Mais on se refuse à le voir, en se disant que ces adaptations ne sont pas dignes des oeuvres originales, qu'elles ne communiquent pas l'ambiance. En vérité, elles sont très fidèles, cruellement fidèles. L'ambiance dont on parle, elle venait du gameplay, non du scénario. J'ai revu Silent Hill récemment, j'ai comparé en regardant une partie du 1 ; le jeu au-dessus de 98% de la production, et la mise en scène pour de la PS1 force le respect encore aujourd'hui. Mais cette inexplicable latence dans l'échange des dialogues, ce rythme mou du genou, ces costumes simplistes qui font Halloween (policière, infirmière)... Tout qui donne envie de lâcher l'affaire.

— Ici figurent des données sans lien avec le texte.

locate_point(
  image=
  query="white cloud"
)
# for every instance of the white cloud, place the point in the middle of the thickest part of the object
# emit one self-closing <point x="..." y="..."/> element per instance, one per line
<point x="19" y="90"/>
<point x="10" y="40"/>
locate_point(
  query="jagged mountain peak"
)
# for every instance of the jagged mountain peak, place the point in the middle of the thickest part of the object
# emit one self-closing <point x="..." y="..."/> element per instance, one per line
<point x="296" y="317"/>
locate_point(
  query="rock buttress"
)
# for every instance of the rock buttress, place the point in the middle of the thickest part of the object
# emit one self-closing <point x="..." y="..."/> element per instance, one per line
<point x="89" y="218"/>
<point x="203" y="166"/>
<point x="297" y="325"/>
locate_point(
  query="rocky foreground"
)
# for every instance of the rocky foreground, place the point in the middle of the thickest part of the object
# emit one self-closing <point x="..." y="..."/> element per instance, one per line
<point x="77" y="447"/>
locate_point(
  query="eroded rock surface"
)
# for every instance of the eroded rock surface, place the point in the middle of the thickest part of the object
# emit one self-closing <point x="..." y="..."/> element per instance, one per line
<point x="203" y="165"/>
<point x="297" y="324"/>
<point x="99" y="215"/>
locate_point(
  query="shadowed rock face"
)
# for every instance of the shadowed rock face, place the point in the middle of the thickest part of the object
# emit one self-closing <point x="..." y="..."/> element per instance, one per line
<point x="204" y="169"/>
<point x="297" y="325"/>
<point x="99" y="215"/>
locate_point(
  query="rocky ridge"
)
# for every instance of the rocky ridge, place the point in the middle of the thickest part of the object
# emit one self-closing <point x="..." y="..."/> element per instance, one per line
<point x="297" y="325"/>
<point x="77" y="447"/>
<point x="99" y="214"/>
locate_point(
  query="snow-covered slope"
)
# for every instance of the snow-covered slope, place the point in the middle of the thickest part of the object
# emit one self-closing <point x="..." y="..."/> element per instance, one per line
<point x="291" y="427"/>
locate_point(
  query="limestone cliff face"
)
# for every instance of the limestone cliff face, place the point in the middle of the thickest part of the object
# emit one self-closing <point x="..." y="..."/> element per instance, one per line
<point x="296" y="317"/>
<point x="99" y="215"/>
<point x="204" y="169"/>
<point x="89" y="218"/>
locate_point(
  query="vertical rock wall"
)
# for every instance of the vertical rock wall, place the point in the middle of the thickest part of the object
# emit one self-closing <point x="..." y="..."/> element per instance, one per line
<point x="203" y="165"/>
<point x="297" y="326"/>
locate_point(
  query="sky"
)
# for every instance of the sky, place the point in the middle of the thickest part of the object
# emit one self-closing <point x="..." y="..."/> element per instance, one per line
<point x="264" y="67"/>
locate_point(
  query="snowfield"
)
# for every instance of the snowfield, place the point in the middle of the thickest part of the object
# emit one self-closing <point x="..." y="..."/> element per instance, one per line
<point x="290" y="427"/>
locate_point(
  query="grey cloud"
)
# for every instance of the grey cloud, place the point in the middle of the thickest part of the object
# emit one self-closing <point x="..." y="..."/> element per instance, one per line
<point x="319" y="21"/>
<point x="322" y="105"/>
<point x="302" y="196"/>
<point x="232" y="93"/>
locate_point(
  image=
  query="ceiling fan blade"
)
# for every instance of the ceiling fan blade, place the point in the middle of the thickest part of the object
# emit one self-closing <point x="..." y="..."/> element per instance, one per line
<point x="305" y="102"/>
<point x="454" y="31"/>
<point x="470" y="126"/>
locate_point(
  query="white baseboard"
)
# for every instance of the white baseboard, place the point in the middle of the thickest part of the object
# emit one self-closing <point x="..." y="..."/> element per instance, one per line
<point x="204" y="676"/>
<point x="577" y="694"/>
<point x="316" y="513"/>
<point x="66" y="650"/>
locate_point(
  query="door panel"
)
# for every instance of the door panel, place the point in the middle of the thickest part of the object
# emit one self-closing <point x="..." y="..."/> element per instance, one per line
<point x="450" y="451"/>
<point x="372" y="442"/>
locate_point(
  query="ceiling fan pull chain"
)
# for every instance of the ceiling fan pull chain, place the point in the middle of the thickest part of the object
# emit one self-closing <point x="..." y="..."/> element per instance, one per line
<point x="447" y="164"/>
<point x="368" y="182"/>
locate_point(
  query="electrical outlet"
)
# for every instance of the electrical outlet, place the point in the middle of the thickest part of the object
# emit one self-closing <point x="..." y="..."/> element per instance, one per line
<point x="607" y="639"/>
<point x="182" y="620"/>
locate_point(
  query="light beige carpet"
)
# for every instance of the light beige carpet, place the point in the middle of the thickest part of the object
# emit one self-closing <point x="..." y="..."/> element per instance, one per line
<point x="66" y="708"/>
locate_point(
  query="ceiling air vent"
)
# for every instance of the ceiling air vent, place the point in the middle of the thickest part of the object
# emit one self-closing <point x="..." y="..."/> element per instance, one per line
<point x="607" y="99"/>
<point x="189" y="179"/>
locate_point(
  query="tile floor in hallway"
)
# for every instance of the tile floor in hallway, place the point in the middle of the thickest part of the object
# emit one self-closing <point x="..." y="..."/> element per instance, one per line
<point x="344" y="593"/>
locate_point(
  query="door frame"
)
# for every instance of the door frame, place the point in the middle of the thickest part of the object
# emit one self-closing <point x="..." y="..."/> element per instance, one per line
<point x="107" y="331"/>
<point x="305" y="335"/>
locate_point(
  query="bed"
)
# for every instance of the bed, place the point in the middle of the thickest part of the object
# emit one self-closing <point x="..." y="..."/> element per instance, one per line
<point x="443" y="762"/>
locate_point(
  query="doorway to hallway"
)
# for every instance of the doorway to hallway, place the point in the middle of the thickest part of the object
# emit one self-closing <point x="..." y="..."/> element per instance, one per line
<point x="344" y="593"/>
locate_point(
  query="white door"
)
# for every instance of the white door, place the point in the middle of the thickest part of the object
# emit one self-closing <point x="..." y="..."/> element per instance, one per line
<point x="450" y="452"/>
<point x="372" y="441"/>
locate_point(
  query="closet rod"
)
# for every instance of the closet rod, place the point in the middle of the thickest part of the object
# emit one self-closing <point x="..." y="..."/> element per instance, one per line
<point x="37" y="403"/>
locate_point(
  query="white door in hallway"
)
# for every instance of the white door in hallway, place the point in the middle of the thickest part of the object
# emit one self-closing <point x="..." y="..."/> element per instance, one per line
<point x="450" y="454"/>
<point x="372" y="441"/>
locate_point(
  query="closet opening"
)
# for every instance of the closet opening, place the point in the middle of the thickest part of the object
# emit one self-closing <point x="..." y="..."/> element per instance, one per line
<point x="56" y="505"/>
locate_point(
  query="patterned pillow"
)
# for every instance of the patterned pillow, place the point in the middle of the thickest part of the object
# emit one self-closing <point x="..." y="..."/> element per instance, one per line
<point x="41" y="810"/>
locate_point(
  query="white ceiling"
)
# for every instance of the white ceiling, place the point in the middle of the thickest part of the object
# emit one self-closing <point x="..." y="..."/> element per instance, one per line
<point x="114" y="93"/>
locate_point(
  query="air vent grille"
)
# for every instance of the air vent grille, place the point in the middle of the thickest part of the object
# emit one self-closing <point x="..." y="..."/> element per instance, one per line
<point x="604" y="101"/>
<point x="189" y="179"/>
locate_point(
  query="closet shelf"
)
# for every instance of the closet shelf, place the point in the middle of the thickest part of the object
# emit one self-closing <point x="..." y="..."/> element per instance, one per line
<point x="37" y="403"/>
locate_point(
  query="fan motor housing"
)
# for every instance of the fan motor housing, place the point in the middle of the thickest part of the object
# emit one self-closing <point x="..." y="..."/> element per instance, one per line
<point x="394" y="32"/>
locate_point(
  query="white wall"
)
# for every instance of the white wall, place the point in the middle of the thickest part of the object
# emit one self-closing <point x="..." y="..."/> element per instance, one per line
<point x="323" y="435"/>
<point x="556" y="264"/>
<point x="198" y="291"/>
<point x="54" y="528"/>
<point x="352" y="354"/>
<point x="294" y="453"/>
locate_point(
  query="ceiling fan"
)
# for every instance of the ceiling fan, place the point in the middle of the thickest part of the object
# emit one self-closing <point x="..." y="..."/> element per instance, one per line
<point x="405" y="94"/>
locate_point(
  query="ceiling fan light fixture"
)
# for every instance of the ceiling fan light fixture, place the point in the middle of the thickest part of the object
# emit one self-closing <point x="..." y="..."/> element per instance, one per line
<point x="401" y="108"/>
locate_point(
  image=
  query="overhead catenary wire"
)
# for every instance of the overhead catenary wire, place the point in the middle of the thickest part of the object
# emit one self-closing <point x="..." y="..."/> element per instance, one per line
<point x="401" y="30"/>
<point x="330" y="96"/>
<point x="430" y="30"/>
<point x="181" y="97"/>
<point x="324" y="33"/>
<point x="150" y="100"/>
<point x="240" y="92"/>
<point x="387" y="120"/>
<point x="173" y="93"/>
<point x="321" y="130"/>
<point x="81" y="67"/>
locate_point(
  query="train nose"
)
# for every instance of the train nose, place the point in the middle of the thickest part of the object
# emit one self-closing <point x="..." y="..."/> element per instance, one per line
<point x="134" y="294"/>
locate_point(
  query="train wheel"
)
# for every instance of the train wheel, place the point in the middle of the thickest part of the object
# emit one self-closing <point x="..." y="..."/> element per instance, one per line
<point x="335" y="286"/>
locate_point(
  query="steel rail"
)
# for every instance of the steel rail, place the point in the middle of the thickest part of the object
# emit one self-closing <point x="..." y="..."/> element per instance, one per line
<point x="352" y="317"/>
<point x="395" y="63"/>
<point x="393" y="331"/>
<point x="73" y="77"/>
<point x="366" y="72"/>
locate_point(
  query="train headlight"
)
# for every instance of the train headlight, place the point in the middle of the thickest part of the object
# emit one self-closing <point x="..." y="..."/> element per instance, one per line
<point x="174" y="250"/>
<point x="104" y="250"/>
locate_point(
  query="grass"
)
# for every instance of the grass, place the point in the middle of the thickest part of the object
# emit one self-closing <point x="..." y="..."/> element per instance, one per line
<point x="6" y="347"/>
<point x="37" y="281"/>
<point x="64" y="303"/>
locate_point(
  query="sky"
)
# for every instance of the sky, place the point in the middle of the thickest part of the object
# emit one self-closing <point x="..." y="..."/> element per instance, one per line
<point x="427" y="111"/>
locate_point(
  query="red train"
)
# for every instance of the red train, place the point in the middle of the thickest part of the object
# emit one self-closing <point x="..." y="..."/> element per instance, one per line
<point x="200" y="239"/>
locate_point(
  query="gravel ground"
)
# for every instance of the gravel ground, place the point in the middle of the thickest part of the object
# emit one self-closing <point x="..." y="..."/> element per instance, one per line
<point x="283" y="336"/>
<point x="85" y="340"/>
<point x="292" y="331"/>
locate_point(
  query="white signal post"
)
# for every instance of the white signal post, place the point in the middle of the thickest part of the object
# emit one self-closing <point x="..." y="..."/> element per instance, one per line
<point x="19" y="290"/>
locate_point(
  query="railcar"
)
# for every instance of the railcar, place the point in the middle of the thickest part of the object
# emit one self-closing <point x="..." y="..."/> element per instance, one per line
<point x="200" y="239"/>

Comment cela se fait-il que GTA4 soit si grotesque, caricatural et incohérent, et que The Trahmaster, un petit film fait à partir du moteur du même jeu, transcende ses personnages en polygones ? Qualité d'écriture et de mise en scène, sens du rythme. Je ne dis pas que The Trashmaster est génial, je ne l'ai d'ailleurs pas vu jusqu'au bout (la vidéo fait ramer mon PC). Mais il m'a fait oublier que je regardais une cinématique de jeu vidéo. J'étais dedans, j'avais envie de connaître la suite pendant mon visionnage d'un quart d'heure, quand les cinématiques généralement m'épuisent au bout de deux minutes tellement elles sont connes. Les seules fois où j'ai ressenti cela avec du jeu vidéo, c'était avec L.A. Noire, Shadow of the Colossus, et Final Fantasy Tactics.

Avant que le jeu vidéo devienne un art, il aurait surtout besoin de sortir de sa profonde débilité scénaristique. Qu'on ne me fasse pas dire ce que je n'ai pas écrit. Je ne parle aucunement de jeux plus réalistes, plus sérieux, etc. Je parle de scénarios mieux écrits, quel que soit leur genre. Que Kratos puisse tuer femme et enfant parce qu'il y a de la fumée et donc il les a mal vus... et qu'après on ose se dire que le remake du Choc des titans est une sombre daube... Deux poids, deux mesures.